At recruitment, participants complete a questionnaire
outlining demographic details & an assessment of motivational state using the Prochaska Transtheoretical
Model of Behaviour Change.

Baseline height, weight & waist circumference were measured for all participants.

All participants received 15 mins general lifestyle advice for weight loss & resource pamphlet listing freely available online resources for weight managements & accredited professional & weight loss programmes.

Weight loss methods chosen by the individual.
Participants asked to return every 4 weeks for 24 weeks to record weight on original calibrated scales.
Researcher provided information on sources of advice at weigh-ins but not intervening periods.
Participants randomized again at 16 week visit to receive either 2nd picture of choice of future self, based on new parameters or continue with original image.
A sample size of 150 was determined to have the power to detect a 1-kg
weight difference between groups (based mean weight difference seen at 8 weeks in the pilot study (Jiwa et al., 2015)

A total of 145 participants were recruited over an 8 month period.

Male & female; aged 18 years +; BMI > 25; wanting to lose weight.

Study engagement assumed if participant returned for 1st weigh in 4 weeks after recruitment.

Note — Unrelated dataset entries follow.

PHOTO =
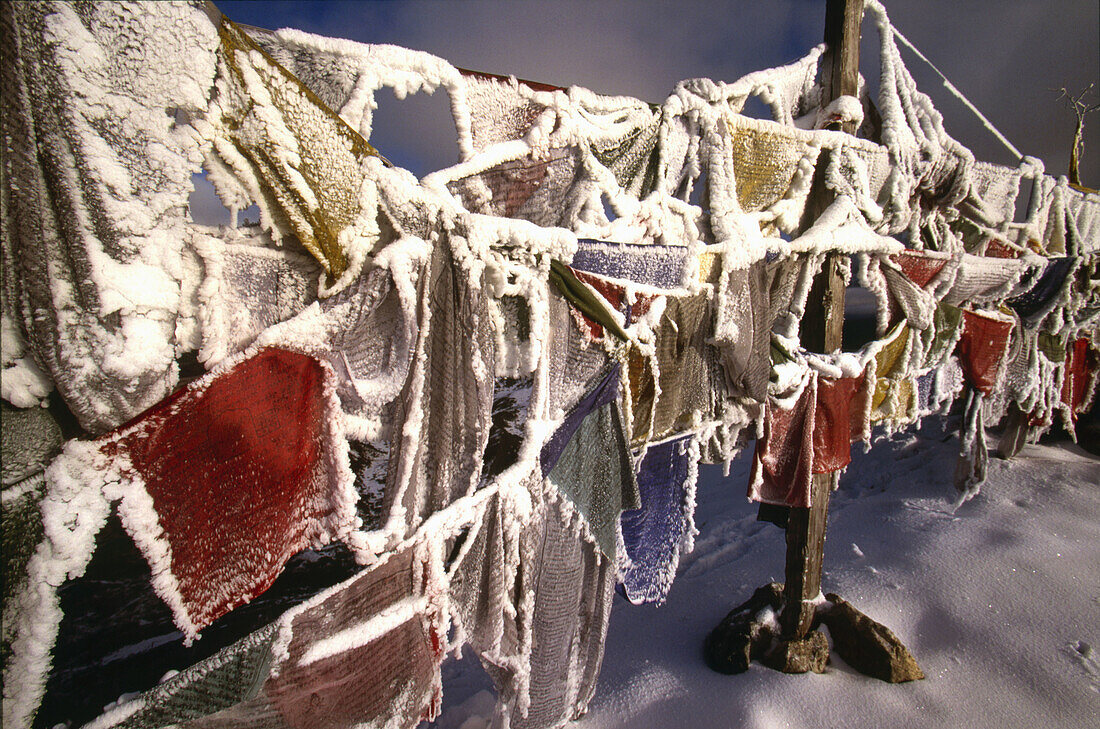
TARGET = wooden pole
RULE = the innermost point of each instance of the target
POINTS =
(822, 331)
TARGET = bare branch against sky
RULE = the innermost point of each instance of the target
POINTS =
(1005, 56)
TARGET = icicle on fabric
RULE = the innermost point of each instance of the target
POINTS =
(97, 176)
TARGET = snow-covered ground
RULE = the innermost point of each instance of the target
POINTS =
(998, 599)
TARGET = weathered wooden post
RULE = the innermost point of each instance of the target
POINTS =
(822, 331)
(747, 632)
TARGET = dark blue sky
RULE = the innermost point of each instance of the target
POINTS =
(1008, 57)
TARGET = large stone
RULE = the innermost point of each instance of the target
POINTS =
(741, 634)
(867, 645)
(799, 655)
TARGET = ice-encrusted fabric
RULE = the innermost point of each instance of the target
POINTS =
(982, 346)
(1037, 301)
(212, 687)
(661, 266)
(811, 435)
(573, 588)
(543, 188)
(372, 344)
(842, 409)
(612, 143)
(937, 341)
(226, 479)
(97, 176)
(633, 156)
(688, 372)
(766, 158)
(593, 297)
(991, 198)
(444, 410)
(587, 461)
(248, 287)
(365, 652)
(21, 518)
(31, 439)
(276, 144)
(656, 533)
(892, 387)
(743, 329)
(979, 279)
(1079, 382)
(782, 462)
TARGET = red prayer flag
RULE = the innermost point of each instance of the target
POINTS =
(242, 470)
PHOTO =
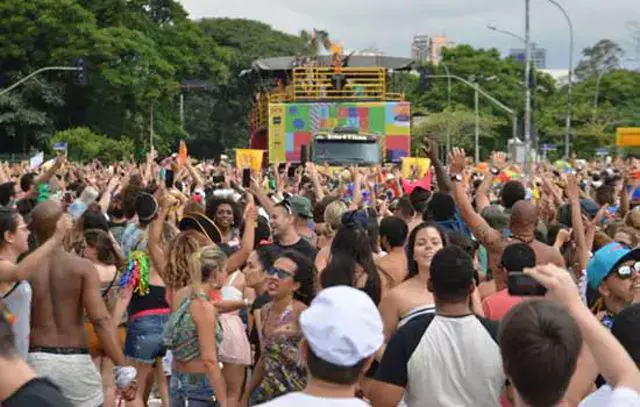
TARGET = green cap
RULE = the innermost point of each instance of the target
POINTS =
(301, 206)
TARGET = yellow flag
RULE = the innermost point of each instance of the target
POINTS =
(411, 163)
(249, 158)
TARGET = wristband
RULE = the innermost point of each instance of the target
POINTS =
(124, 376)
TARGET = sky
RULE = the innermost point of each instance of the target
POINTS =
(389, 25)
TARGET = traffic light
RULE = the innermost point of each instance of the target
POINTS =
(80, 75)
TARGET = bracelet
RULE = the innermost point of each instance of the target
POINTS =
(124, 376)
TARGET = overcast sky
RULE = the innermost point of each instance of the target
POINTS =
(389, 25)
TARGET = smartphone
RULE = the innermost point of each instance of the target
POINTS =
(304, 154)
(246, 178)
(168, 178)
(523, 285)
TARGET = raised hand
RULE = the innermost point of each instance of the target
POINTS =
(499, 160)
(572, 190)
(457, 161)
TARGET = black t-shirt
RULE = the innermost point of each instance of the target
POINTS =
(303, 247)
(38, 392)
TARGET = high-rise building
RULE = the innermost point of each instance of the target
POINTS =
(439, 42)
(421, 48)
(538, 56)
(429, 49)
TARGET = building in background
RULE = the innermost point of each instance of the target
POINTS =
(439, 42)
(369, 52)
(421, 48)
(538, 56)
(429, 49)
(561, 76)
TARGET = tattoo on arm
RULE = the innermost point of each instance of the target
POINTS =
(101, 322)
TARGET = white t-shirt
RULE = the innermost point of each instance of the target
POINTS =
(606, 397)
(302, 399)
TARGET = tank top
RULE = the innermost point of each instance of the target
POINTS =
(154, 300)
(18, 301)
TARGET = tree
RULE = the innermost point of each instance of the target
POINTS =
(461, 123)
(85, 145)
(604, 56)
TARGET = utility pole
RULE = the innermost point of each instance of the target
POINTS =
(182, 110)
(477, 135)
(527, 81)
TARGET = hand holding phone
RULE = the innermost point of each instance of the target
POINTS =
(246, 178)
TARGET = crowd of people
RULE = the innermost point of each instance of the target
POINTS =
(467, 286)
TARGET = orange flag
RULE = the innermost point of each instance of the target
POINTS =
(182, 153)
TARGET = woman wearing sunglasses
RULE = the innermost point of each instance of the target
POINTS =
(613, 274)
(290, 284)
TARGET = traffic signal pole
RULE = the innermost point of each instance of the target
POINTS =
(39, 71)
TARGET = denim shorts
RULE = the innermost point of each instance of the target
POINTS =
(191, 389)
(145, 338)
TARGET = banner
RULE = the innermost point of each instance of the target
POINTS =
(36, 160)
(182, 153)
(410, 163)
(249, 158)
(60, 146)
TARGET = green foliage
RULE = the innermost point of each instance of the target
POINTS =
(140, 52)
(85, 145)
(460, 125)
(602, 57)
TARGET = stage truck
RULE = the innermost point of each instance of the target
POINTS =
(341, 107)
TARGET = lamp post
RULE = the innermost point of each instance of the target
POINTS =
(493, 27)
(567, 135)
(479, 91)
(527, 83)
(446, 68)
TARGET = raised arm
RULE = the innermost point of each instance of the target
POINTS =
(444, 184)
(488, 236)
(44, 178)
(239, 258)
(573, 193)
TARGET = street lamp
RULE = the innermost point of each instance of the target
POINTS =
(567, 135)
(446, 68)
(527, 82)
(493, 27)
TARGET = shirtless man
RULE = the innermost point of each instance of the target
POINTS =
(524, 219)
(393, 236)
(65, 287)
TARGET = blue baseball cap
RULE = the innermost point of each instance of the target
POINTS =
(606, 259)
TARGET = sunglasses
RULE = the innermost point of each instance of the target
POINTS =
(282, 274)
(625, 272)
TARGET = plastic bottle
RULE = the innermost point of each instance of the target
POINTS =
(79, 206)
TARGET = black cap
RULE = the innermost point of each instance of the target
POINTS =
(517, 257)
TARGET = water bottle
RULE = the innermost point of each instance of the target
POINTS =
(80, 205)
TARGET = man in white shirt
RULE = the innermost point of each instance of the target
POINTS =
(540, 342)
(342, 330)
(625, 330)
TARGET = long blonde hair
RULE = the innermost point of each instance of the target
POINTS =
(208, 261)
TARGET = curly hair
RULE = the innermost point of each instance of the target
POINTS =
(177, 272)
(305, 275)
(212, 208)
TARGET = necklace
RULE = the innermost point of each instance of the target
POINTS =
(523, 240)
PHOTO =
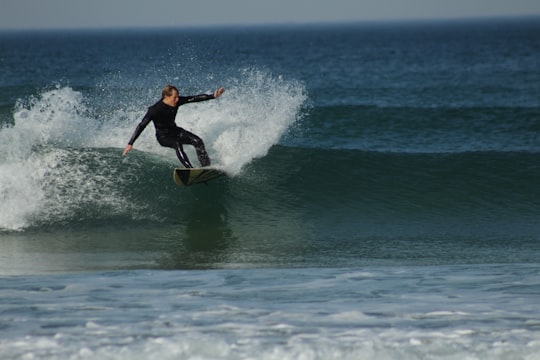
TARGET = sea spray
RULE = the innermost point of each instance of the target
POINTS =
(60, 162)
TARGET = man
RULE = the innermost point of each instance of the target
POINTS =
(163, 114)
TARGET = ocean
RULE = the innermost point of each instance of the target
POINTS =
(382, 198)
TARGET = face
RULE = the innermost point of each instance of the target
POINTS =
(171, 100)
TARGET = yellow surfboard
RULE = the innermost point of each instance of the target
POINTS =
(186, 177)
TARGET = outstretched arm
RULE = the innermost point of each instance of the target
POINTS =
(202, 97)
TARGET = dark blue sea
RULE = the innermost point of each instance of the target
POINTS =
(382, 198)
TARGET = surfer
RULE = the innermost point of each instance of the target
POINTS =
(168, 134)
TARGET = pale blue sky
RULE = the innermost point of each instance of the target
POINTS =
(47, 14)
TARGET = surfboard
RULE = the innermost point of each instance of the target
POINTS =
(186, 177)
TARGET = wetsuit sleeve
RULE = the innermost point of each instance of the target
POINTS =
(140, 128)
(194, 98)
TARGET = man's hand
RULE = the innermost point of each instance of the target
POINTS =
(127, 149)
(218, 92)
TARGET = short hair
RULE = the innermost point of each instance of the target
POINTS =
(168, 90)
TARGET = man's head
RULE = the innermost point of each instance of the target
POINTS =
(169, 95)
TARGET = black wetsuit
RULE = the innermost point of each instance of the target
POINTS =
(170, 135)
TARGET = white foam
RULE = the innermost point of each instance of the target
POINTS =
(44, 154)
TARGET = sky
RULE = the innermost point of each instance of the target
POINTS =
(95, 14)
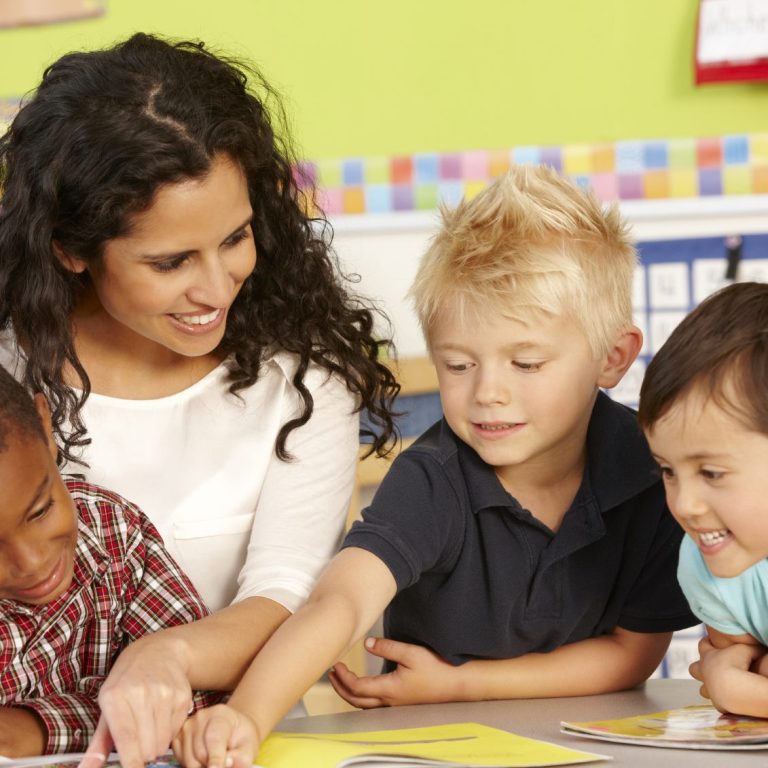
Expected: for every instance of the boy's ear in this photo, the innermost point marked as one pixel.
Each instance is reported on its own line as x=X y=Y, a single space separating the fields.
x=620 y=357
x=67 y=260
x=44 y=412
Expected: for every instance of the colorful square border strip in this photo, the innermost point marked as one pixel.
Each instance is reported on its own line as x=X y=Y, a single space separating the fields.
x=735 y=164
x=624 y=170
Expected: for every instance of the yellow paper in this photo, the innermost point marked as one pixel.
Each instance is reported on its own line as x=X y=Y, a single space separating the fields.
x=465 y=744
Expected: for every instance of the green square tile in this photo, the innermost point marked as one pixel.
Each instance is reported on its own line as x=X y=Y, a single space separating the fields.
x=425 y=196
x=377 y=170
x=681 y=153
x=329 y=173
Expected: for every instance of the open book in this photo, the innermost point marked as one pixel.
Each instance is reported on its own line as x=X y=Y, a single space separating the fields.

Study completers were those who returned to be weighed at week 20 or 24. For missing data, linear interpolation was undertaken & straight line applied between missing values.

No 4 week weigh in = non-starters.

Stopped returning for weigh in before week 20 = drop out, but included in intention to treat analysis.
Primary outcome:
Weight loss over 16 weeks - using participants
whose weights were measured at weeks 8 &16 (at least).

Secondary outcomes: Weight loss & change in waist circumference over 24 weeks - undertaken using only ‘completers’ who attended at weeks 8 &16.
A computerised application (app) prototype called ‘Future Me’ developed by the research team.
The app portrays the effect of lifestyle on future personal appearance using input calorie & exercise information to
predict future BMI.
At 24 weeks significant change in weight overall (p < 0.0001) & a difference in rate of change between groups (delayed-image group: −0.60%, early-image group: −0.42%, p = 0.01).

Men lost weight at a greater rate than women.

Participants in delayed image group lost more weight than immediate image group.

No significant difference in change in waist circumference or proportion that lost 5% body weight between early/late image groups although the latter was greatest in delayed image group (may reflect greater proportion of participants in ‘contemplation’ on state of change scale).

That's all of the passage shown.